Brett is a trusted advisor in the world of strategy and raising capital from Venture Capitalists, Angels, and Private Equity Investors, making him a true fundraising specialist. He focuses on strategy and capital raising for startups and high-growth companies. With three decades of experience under his belt, he has raised upwards of $800 million for his clients.
💡 Brett is helping to kick off the second season of the Scale By Numbers podcast. Because the focus of this new season is fundraising, we had to bring on an expert who knows the ins and outs of raising money. This is only part one of Brett’s interview, so stay tuned for part two coming soon.
• The ideal time to start raising money
• Strategy gaps to be aware of when it comes to fundraising and scaling a business
• Key questions to ask and necessary criteria to meet before seeking money from investors
• Whether or not you should raise debt in order to maintain more equity
• Why advisors are critical in the early stages of raising capital for your business
When do people typically reach out to someone like Brett to begin raising money? Unfortunately, many people wait until it’s too late. A lot of business owners have fallen victim to believing a myth that it takes only 90 days to raise capital. Brett says the ideal time to reach out is about 12 months before you need the money. This provides enough time to go through the entire raise process, which involves coming up with what Brett calls the 3C’s℠: your compelling case for customers℠, financial model, raise strategy, and pitch deck.
When raising capital for your business, there are a few important questions to ask yourself.
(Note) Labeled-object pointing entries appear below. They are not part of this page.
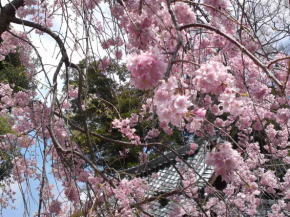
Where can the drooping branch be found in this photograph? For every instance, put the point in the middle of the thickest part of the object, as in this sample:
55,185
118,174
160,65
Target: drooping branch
239,45
7,13
56,37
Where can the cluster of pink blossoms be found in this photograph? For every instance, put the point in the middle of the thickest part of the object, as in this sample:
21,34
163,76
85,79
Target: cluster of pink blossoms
225,160
146,69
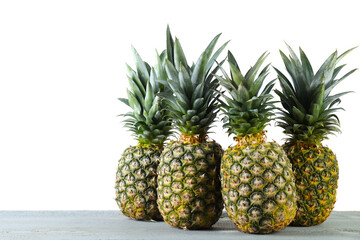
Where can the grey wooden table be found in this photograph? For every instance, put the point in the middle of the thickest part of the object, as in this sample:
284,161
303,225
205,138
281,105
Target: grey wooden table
106,225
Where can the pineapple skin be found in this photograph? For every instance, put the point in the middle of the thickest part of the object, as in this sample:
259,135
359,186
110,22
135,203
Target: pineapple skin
316,172
135,185
258,187
189,188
How will I raise money? How much money do I actually need, both now and in future rounds? What’s the potential ROI of that money? Will the business return the amount the investor needs so they’ll put money in? And will it return that money in the timeframe the investor needs? Answering these questions will help you determine if you should bootstrap or raise venture, angel, or private equity money, or if you should seek another option.
How do you find the right investor for your business? You need to look for the lead. The lead is the investor that’s typically putting in the largest amount of the round, but most importantly, is also setting the terms for the round. They’re going to issue a term sheet, which states how much of the ownership percentage the investors will get from the business owner for the money given along with many other conditions for the raise.